The underlying reasoning is well known: there is no decarbonization without batteries, and batteries without lithium, cobalt or nickel. Europe currently imports 87% of the lithium it consumes, and the CRMA states that, from 2030, no more than 65% of the EU’s annual consumption of each strategic raw material, at any relevant stage of transformation, may come from a single third country. But it is worth remembering that minerals are not where they are convenient, but where geology deposited them. That is, almost always, in rural areas with less bargaining power against external capital and less political weight. The debate is not “yes or no to mining,” but how and under what conditions it is carried out where the resource exists, taking into account the current moment.
“The debate is not “yes or no to mining,” but how and under what conditions it is carried out where the resource exists, taking into account the current moment”
Spain also enters, in the entire value chain: what is extracted can end up processed, turned into a battery cell and installed in a vehicle without leaving the country, with recycling and reuse — the new Battery Regulation requires recovering up to 90% of cobalt and nickel— as the last link. That full chain is a real industrial opportunity, but it also multiplies the points where social legitimacy could fail. And here the problem is both rejection and ignorance: a 2025 study showed that 63% of Spaniards believe mining should be promoted, but eight out of ten are unaware that it generates more than 320,000 jobs, and nearly half do not know how they would react if a project opened near their town.

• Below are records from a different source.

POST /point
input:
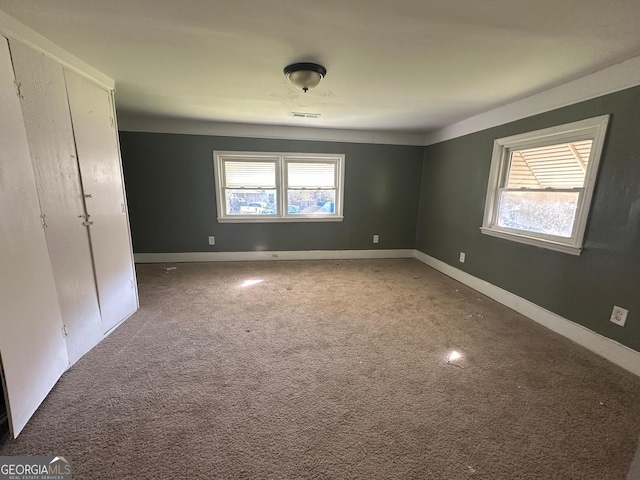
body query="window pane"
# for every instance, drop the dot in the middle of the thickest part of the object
(554, 166)
(311, 174)
(251, 202)
(311, 202)
(250, 174)
(551, 213)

This mineral transition will only be viable if it is built from the outset on the principle of a just ecological transition, not as an afterthought. The agreements signed after the coal mining closures — assistance for restructuring, governance with unions, environmental restoration — demonstrate that it is possible, and mandatory, to bring companies, workers and territory to the same table before conflict erupts. And that table, that dialogue, must be established in the pre-project phase, with a shared diagnosis of expectations, risks and returns, not afterwards. It must be part of the design and implementation.

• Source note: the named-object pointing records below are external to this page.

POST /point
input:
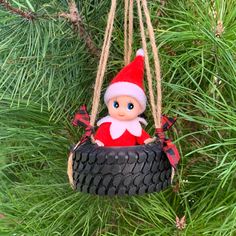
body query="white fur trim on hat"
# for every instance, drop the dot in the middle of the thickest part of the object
(125, 88)
(140, 52)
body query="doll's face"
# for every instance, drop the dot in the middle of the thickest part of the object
(124, 108)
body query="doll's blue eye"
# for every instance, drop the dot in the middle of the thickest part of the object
(130, 106)
(115, 104)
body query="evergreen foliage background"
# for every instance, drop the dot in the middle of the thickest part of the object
(47, 71)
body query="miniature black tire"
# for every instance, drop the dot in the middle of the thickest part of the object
(133, 170)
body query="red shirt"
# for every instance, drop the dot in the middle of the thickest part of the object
(126, 139)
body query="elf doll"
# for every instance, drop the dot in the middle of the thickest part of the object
(126, 100)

Meanwhile, reform of the Mining Law remains pending: the Action Plan approved in March 2026 includes its modification to integrate CRMA provisions, but the update has not yet been approved. Concretely, this requires: social legitimacy understood as a process, not a procedure; real participation of communities in the design of projects, not only in their environmental assessment; social and territorial sharing of the value generated, with binding restoration at closure; and due diligence in human rights that is demanded with the same rigor from companies and supply chains of imported materials, to avoid applying here a standard that we do not claim from third countries.

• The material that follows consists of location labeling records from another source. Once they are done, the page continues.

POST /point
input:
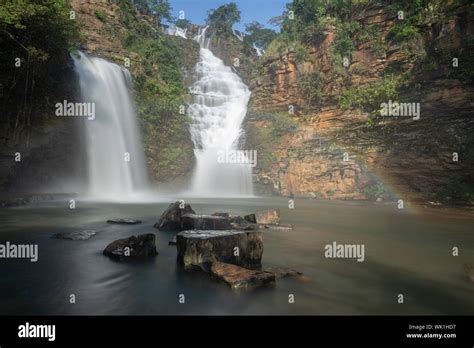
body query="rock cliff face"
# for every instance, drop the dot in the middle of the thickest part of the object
(413, 157)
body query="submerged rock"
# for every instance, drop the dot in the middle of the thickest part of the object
(172, 241)
(278, 226)
(282, 272)
(76, 235)
(238, 277)
(124, 221)
(264, 217)
(204, 222)
(134, 247)
(199, 249)
(222, 214)
(170, 220)
(239, 223)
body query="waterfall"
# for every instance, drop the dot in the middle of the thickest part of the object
(219, 107)
(116, 164)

“From Spain it is clear that our country should condition its own public support on the strict compliance with these environmental, social and territorial criteria”
That double standard is avoidable, and the EU seems to be taking steps to address the how: the December 2025 Automotive Package and the European Commission’s March 2026 proposal for an Industrial Acceleration Regulation propose conditions of European content for investment in the battery chain, in the debate between a strict Made in Europe and a flexible Made with Europe. Whatever the outcome, from Spain it is clear that our country should condition its own public supports to the strict compliance with these environmental, social and territorial criteria from the very first moment of the project, not as a later revision.
At ECODES we argue that Spain should take advantage of this industrial window without sacrificing biodiversity, water or social and territorial trust. But only if we discard the idea that there exists mining that is “sustainable” or “responsible” by definition, since that is a content-empty concept through repeated statements without verifiable conditions behind. Social legitimacy is not decreed from Madrid nor from Brussels: it is built, project by project, with those who will live with the mine, the plant or the factory for decades. The transition toward a decarbonized economy will only deserve to be called a transition if it is, also, ecological, just and inclusive.